Family relationships take the spotlight during this year's Reel Asian International Film Festival
CBC
The Toronto Reel Asian International Film Festival kicked off on Wednesday evening with the opening film The Queen of My Dreams, the debut feature film by Canadian filmmaker Fawzia Mirza.
The Queen of My Dreams tells the story of a young queer Canadian woman (Amrit Kaur) and her relationship to her Pakistani Muslim mother in the wake of her father's sudden death, borrowing from the colourful imagery of Bollywood musicals, for which the two women have a shared love. The film will be released in early 2024.
This year's Reel Asian festival includes a number of films that explore family relationships and intergenerational dynamics through genre cinema, according to Ariam Collier, artistic director at the Reel Asian festival.
"We're just noticing how much Asian Canadian film is really rising and the storytelling is just getting better and better," Collier told CBC News.
Programmer Mariam Zaidi noted, "There is, in a really beautiful way, a great representation of Pakistani Muslim films this year which I'm really proud of." Zaidi works primarily with South Asian and West Asian films.
CBC News has a preview of films screening at this year's Reel Asian film festival in Toronto.

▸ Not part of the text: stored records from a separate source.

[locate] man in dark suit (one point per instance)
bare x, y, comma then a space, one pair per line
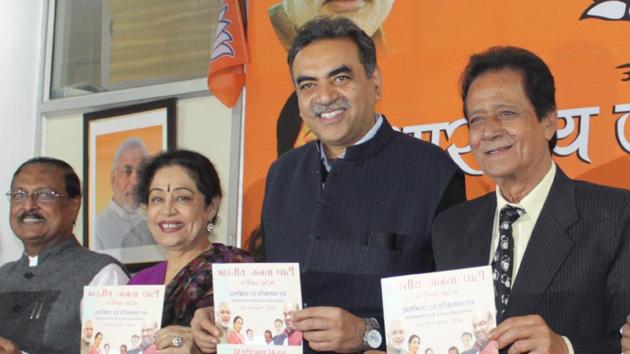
560, 249
357, 204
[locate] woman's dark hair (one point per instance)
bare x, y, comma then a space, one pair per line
198, 167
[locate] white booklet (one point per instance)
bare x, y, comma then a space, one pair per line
254, 305
117, 317
441, 312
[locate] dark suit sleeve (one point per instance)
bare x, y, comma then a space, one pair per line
454, 193
618, 294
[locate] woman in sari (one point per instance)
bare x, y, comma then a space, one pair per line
182, 193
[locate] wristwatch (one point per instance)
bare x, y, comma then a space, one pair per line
372, 338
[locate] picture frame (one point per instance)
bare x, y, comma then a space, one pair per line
116, 141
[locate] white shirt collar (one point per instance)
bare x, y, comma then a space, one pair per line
369, 135
534, 201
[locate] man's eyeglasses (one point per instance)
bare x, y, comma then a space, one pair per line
44, 196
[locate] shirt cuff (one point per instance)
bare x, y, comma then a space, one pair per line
569, 345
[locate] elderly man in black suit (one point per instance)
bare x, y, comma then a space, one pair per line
354, 206
559, 248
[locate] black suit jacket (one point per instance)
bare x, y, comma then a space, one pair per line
575, 272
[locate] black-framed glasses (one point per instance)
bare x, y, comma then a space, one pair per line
43, 196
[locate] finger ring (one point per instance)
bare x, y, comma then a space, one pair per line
177, 341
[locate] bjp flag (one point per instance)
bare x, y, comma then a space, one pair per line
226, 72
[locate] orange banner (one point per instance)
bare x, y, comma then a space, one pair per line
226, 74
423, 47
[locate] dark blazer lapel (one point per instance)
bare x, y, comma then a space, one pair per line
475, 243
548, 246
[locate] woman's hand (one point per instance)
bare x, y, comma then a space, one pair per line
165, 340
206, 333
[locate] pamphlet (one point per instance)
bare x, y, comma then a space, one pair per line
119, 319
440, 312
254, 305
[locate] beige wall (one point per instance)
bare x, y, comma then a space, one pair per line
203, 125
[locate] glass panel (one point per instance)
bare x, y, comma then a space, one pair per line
104, 45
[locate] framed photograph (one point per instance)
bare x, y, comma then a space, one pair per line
116, 141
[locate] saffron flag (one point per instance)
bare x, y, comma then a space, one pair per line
226, 72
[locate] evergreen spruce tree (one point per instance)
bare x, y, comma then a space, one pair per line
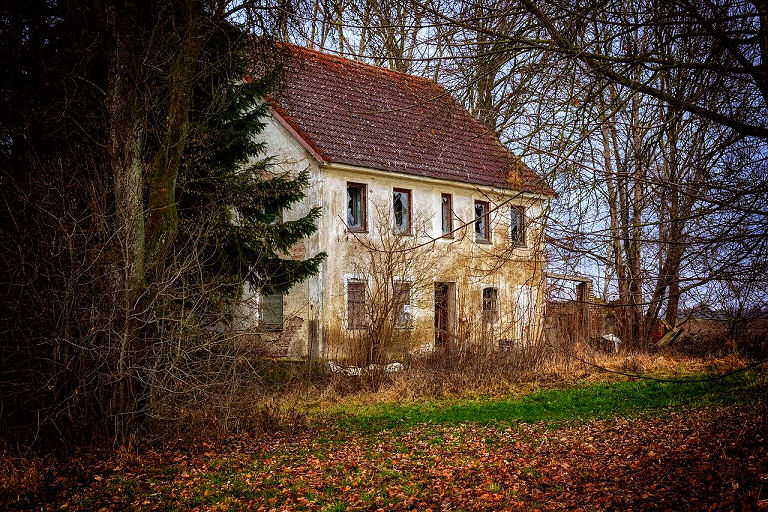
230, 198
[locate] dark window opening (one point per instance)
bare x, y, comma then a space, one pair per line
517, 227
446, 207
482, 224
401, 204
272, 311
356, 214
490, 304
402, 296
356, 317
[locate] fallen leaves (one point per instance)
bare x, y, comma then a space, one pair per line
714, 458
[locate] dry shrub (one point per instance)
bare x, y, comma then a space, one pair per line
24, 479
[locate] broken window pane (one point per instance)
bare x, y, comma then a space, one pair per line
356, 207
482, 231
447, 214
402, 295
517, 227
356, 305
401, 203
272, 311
490, 304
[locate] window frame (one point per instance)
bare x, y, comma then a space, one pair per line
409, 193
486, 239
363, 228
272, 326
403, 307
449, 233
360, 320
521, 240
490, 305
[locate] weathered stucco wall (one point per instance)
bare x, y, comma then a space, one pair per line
317, 309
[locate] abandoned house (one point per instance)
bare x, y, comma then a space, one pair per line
430, 225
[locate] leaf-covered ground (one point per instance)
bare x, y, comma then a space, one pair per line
703, 457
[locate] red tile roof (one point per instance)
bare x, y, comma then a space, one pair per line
353, 113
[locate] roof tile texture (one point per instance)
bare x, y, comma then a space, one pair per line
357, 114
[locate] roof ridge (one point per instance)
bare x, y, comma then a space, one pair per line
347, 60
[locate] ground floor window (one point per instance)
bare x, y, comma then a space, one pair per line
402, 295
271, 311
490, 304
356, 317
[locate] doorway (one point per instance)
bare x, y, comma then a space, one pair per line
445, 313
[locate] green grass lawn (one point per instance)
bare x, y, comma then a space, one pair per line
466, 453
579, 403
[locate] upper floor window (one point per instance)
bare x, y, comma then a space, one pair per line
517, 227
446, 208
271, 311
401, 204
482, 224
356, 315
356, 214
490, 304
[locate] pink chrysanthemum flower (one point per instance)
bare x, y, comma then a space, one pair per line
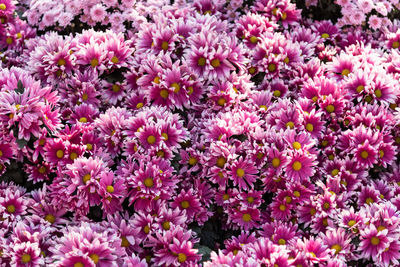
98, 13
373, 242
243, 173
339, 242
246, 218
299, 167
26, 254
188, 201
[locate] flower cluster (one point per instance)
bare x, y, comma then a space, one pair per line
371, 13
144, 133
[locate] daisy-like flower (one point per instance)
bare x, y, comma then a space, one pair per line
98, 13
243, 173
366, 155
338, 241
299, 167
26, 254
315, 249
373, 242
188, 201
246, 218
14, 204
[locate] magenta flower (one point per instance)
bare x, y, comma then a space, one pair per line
373, 242
299, 167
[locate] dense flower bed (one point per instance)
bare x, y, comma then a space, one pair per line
213, 133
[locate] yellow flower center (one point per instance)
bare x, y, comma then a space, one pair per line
246, 217
26, 258
221, 162
325, 35
337, 248
182, 257
296, 145
164, 45
296, 165
351, 223
252, 70
114, 60
61, 62
11, 208
286, 60
276, 162
156, 80
86, 178
330, 108
73, 156
263, 107
190, 90
221, 101
313, 211
378, 93
166, 225
240, 172
84, 97
110, 189
192, 161
375, 241
290, 124
116, 88
345, 72
381, 228
369, 201
94, 62
42, 169
215, 63
185, 204
271, 67
139, 105
368, 98
60, 154
164, 93
151, 139
335, 172
176, 87
94, 257
124, 242
364, 154
360, 88
50, 218
148, 182
309, 127
201, 61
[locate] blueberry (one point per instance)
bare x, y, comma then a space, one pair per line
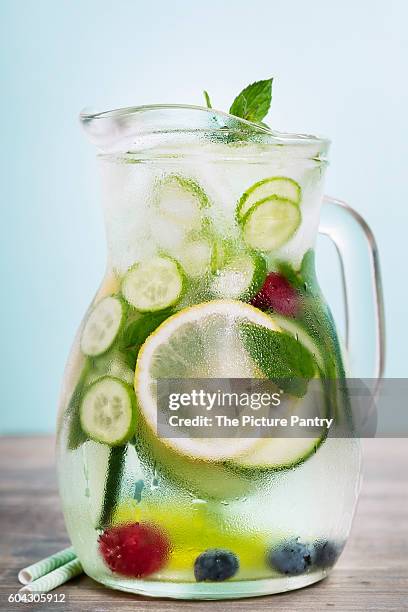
291, 558
326, 553
215, 565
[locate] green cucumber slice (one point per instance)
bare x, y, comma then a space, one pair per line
241, 278
107, 411
180, 201
280, 186
102, 326
153, 285
270, 223
195, 256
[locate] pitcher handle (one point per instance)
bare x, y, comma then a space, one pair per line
362, 289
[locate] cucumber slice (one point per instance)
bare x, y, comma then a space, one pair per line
153, 285
107, 411
241, 278
102, 326
180, 201
270, 223
195, 256
280, 186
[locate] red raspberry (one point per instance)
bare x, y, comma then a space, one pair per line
134, 550
277, 294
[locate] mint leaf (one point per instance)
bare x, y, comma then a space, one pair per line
280, 357
207, 99
253, 102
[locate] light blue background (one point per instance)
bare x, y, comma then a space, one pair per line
341, 71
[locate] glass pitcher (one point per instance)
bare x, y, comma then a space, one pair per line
211, 226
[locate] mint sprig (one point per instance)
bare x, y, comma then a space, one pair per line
253, 102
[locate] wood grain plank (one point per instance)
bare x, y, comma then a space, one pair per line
372, 574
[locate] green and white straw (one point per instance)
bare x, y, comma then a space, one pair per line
51, 572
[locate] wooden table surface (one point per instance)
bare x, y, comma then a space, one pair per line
372, 573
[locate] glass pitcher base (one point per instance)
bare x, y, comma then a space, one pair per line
208, 591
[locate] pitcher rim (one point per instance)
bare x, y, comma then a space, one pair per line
88, 115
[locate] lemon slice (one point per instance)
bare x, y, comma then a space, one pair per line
202, 341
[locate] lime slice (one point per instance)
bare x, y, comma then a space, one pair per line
280, 186
202, 341
153, 285
270, 223
107, 411
277, 453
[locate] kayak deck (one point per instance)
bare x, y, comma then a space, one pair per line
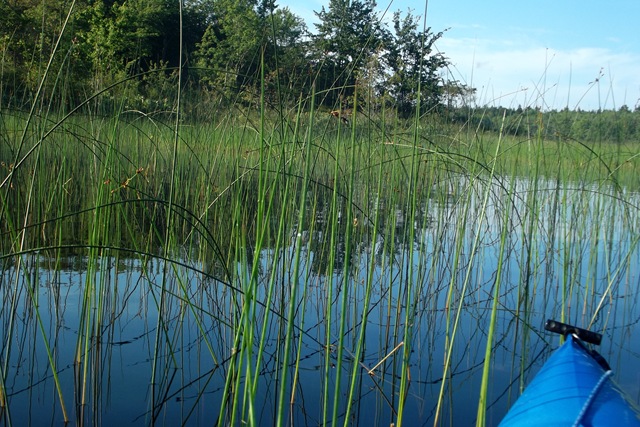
572, 388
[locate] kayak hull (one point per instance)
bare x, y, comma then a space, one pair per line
572, 388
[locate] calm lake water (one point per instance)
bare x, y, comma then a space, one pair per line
576, 256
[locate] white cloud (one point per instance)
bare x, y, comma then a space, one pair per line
512, 73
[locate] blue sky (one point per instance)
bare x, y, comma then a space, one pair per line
546, 53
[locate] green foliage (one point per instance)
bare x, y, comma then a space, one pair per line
414, 66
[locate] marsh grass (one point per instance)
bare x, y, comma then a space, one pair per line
322, 273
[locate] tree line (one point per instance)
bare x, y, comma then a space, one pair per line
622, 125
232, 50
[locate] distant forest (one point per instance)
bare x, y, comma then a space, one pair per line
109, 54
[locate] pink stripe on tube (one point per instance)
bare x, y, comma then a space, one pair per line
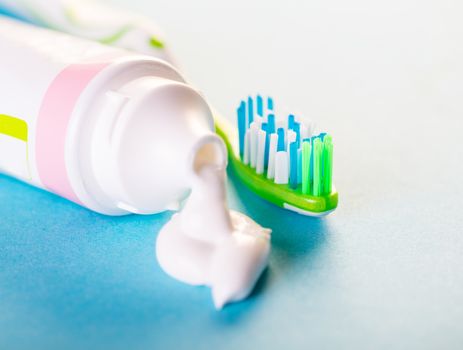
52, 124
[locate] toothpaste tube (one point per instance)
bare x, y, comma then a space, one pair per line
114, 131
94, 21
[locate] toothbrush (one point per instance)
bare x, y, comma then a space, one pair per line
295, 174
281, 159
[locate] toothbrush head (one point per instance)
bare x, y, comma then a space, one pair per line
282, 159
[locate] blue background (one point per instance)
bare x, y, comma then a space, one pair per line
384, 271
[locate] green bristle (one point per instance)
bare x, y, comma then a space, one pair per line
306, 149
327, 164
317, 178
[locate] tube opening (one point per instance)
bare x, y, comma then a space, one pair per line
209, 151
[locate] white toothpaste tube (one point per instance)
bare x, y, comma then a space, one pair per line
122, 133
92, 20
114, 131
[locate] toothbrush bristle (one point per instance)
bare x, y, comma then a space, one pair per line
284, 150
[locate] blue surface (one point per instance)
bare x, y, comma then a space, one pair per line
385, 271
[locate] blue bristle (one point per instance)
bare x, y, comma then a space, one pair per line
250, 110
271, 122
241, 126
281, 140
297, 130
260, 105
269, 132
293, 165
270, 103
299, 166
290, 122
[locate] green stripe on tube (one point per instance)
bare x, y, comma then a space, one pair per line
306, 149
13, 127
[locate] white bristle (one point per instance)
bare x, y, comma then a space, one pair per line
261, 137
281, 167
246, 147
281, 124
254, 128
271, 156
291, 138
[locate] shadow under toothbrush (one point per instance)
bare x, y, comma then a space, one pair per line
294, 236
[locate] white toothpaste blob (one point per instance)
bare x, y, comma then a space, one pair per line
207, 244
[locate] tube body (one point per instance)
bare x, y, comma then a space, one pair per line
114, 131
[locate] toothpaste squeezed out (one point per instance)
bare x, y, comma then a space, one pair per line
207, 244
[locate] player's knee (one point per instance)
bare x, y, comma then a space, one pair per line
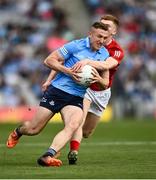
86, 134
73, 126
29, 130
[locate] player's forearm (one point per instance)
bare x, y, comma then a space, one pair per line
103, 65
104, 83
55, 62
104, 79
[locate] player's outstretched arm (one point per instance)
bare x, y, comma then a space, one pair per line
109, 63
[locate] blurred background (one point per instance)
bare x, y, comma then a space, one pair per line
31, 29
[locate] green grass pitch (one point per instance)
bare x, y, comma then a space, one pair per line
120, 150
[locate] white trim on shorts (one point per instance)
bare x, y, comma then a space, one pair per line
99, 100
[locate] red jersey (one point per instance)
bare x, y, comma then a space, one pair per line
117, 53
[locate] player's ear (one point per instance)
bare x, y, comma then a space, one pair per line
114, 32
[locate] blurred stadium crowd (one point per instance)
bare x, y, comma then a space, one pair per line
31, 29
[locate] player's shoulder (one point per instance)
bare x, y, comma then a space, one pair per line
81, 43
115, 44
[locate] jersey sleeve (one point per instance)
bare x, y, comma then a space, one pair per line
68, 49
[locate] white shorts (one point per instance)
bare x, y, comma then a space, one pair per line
99, 100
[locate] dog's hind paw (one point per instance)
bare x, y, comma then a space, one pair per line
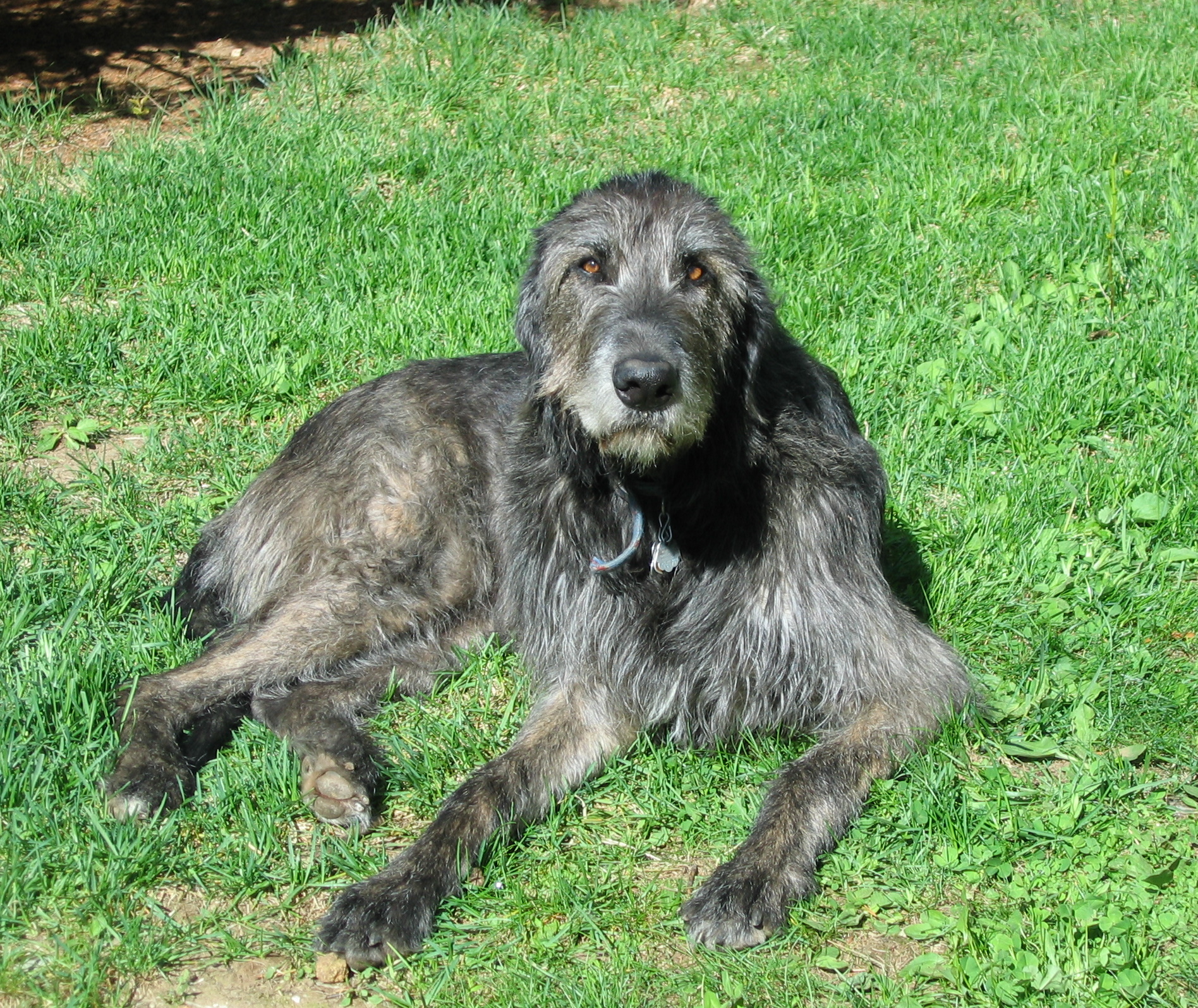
736, 909
140, 791
378, 920
334, 794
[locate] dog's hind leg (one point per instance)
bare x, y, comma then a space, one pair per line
566, 739
322, 722
810, 805
298, 638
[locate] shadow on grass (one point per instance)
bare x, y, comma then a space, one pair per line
109, 53
902, 564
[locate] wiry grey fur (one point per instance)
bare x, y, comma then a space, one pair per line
454, 499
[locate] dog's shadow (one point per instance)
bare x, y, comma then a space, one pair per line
904, 568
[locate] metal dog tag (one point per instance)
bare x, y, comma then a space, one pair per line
665, 556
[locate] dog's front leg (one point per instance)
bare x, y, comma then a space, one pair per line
567, 738
810, 805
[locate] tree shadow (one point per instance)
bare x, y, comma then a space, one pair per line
109, 52
902, 564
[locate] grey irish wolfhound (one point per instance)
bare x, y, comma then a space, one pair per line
662, 500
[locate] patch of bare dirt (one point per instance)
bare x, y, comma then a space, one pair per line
255, 983
888, 954
65, 463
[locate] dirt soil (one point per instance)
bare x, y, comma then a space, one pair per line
255, 983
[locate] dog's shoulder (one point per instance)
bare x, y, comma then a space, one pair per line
814, 435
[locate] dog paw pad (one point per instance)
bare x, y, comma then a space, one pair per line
334, 795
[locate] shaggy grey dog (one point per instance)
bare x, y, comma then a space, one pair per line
664, 501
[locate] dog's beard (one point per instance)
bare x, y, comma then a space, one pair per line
641, 440
643, 447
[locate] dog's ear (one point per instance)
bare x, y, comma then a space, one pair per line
820, 387
756, 331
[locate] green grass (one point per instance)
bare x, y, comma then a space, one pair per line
981, 214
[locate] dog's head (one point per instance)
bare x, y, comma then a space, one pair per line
640, 302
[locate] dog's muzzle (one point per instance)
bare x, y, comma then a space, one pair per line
644, 384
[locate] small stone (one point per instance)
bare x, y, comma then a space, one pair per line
331, 969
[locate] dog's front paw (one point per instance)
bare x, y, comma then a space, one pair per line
385, 916
737, 908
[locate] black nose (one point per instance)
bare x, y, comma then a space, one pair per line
644, 385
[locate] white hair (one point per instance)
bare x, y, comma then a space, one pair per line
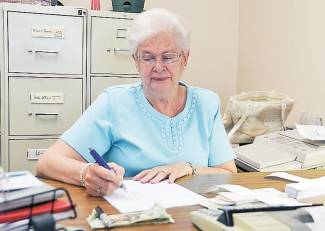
156, 20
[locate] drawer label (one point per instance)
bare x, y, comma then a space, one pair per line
34, 153
48, 32
47, 97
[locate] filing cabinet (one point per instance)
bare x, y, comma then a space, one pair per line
55, 61
45, 44
48, 106
25, 153
44, 78
109, 58
98, 84
109, 50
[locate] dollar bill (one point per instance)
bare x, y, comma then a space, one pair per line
155, 215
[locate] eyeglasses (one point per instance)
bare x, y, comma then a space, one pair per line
165, 58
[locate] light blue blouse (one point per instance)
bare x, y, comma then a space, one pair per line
124, 128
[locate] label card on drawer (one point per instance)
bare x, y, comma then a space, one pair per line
34, 153
48, 32
47, 97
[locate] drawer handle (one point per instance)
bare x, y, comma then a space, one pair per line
44, 51
44, 113
122, 51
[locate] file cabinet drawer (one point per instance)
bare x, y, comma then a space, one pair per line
43, 106
41, 43
25, 153
109, 49
98, 84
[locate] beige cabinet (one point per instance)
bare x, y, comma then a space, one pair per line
109, 50
110, 60
48, 106
44, 78
25, 153
98, 84
45, 43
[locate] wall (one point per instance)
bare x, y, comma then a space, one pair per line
214, 26
282, 47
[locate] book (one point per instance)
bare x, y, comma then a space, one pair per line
23, 224
23, 213
26, 197
258, 221
206, 220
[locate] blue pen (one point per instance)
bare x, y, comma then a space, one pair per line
102, 162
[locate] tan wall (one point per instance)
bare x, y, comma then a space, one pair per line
282, 47
214, 26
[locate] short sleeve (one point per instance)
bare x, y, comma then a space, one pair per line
93, 128
220, 148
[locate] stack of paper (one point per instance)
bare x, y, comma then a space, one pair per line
311, 191
141, 196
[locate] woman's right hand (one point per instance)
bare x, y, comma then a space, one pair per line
100, 181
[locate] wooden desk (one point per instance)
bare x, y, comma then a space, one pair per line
181, 215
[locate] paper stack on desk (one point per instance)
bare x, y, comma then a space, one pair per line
141, 196
310, 191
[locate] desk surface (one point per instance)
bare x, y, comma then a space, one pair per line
181, 215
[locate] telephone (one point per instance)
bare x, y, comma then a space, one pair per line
280, 151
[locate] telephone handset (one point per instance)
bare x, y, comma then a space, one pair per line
281, 151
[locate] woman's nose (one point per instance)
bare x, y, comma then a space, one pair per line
159, 66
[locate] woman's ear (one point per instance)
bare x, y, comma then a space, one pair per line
186, 56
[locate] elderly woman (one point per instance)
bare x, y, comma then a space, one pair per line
158, 129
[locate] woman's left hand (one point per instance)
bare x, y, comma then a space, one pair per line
170, 172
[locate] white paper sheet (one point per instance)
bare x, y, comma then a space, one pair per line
286, 176
311, 132
18, 180
143, 196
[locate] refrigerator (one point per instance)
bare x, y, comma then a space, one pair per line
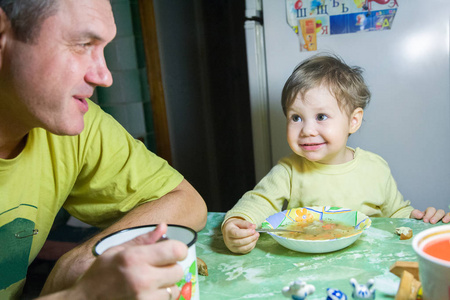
406, 66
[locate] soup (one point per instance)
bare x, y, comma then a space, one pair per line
318, 230
439, 248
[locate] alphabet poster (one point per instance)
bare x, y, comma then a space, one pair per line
313, 19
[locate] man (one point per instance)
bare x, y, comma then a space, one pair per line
59, 149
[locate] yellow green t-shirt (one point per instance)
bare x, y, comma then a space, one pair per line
364, 184
96, 176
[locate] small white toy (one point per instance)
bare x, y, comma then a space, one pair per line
334, 294
298, 290
363, 291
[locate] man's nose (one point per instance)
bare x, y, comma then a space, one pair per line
98, 74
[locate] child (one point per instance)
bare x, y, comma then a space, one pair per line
323, 101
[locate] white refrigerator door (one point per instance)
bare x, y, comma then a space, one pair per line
254, 34
407, 70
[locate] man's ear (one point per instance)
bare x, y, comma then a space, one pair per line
356, 120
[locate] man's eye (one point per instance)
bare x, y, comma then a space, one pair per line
296, 118
321, 117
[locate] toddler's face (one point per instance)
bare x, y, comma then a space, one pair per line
318, 130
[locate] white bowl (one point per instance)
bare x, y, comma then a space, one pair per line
327, 213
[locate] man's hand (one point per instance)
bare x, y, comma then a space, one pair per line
139, 269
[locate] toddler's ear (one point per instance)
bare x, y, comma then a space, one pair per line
356, 120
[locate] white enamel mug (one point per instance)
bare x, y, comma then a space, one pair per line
434, 272
189, 284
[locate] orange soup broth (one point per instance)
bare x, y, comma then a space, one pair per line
440, 248
318, 230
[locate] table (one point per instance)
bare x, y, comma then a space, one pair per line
262, 273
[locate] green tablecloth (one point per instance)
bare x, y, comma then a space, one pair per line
262, 273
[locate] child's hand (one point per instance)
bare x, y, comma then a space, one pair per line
239, 235
431, 215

The full schedule is available here.
A documentary in which Sri Lankan British filmmaker Chloe Abrahams' turns the camera on herself, exploring familial identity through her relationship with her mother and grandmother.
A period drama set during Japan's Edo era, the film follows a young woman living in a tenement house as she develops a fascination with a "manure man" who collects excrement to sell to farmers.
A struggling actor who spends his free time making fishing videos to post on his popular YouTube channel has a chance meeting with a successful actress and a director in this South Korean drama with a sense of humour.
In this Pakistani-Canadian supernatural horror film that Pakistan has put forward as its Oscar submission, a widow and her medical student daughter are haunted by insidious spirits from their traumatic past.
A Japanese time loop comedy in which the staff and guests of a charming riverside inn near Kyoto begin to relive the same two-minute cycle over and over.
A documentary film that follows Toronto social collective The Good Guise, a group of racialized male artists, as they explore a complicated relationship with masculinity.
Lebanese-American filmmaker Jude Chehab explores family secrets in this documentary about a secret matriarchal religious order to which the women in her family have pledged allegiance for generations.
A character study that blurs the lines between documentary, mystery and thriller, the film follows Taiwanese immigrant and Florida resident Jerry Hsu, a family man working to clear his name after a serious accusation by Chinese police.